He sighed. "I seem to be the only one who is uncomfortable here."
"Why are you uncomfortable?" Rose asked.
"Because I can't quite believe that, even for you,
I would give up my life for this… this… SMALL life. Yes, we're
happy. I can see that. And I CAN see it. Rose, I can see it all. It's
as if I have a memory of the life we have here as well as the REAL life.
In this reality, Jackie still hates my guts. But Pete has overruled her.
That's the fundamental difference as far as I fit into this. Pete made
me feel welcome here. He KNEW what I was - a 950 year old alien - but
he treated me as a regular bloke all the same. He recognised that you
and I were a couple and always would be no matter what Jackie said or
did to break us up. She was miserable all day at our wedding but she couldn't
stop it. The reason we live here - four of us, two couples, in one pokey
little flat - is to appease her. She doesn't want you out there with me,
in the TARDIS, going strange places. And… And I've accepted that.

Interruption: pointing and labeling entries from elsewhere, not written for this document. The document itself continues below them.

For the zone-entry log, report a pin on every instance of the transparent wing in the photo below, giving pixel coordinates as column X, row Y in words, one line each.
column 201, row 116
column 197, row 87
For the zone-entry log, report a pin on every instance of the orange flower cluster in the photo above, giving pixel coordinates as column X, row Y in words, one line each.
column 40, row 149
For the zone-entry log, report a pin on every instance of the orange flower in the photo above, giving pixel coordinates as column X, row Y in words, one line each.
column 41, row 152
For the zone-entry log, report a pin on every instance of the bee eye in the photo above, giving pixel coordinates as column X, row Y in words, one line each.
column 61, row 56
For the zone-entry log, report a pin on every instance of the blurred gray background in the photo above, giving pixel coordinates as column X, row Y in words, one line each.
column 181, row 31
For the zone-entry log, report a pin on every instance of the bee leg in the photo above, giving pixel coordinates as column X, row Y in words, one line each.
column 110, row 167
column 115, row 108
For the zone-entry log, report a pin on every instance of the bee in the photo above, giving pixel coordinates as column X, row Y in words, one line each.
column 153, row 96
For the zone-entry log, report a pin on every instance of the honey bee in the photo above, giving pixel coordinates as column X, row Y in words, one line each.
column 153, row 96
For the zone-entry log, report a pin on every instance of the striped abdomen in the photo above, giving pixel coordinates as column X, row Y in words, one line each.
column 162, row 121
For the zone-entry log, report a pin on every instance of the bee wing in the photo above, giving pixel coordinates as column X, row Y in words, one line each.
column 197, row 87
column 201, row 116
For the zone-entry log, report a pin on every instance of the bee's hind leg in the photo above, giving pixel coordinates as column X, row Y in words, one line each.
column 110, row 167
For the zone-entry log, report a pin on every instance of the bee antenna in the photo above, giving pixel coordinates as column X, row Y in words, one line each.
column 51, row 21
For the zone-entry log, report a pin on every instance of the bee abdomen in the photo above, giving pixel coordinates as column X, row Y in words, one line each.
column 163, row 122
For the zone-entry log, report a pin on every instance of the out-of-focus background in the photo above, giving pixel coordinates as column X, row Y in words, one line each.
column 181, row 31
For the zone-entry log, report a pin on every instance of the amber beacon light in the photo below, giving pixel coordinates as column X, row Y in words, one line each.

We use the TARDIS to visit Susan and the boys and for SHOPPING TRIPS.
And I help Mickey in the garage and I get stuck into whatever daft scheme
Pete has going and you and your mum do what you've always done. Shopping,
make up, clothes, gossip. And yes, we're happy. But it's such a small,
insignificant life and I just can't see HOW we can be."
"You mean you don't know how YOU are happy with it," Rose said.
"Yes," he admitted. "Yes, ok. That IS what I mean. But
can you see my point?"
"I know why you're happy in this reality," she said. "It's
because you don't have the responsibility for the whole universe. You're…
you're retired from saving the universe. It's somebody else's problem."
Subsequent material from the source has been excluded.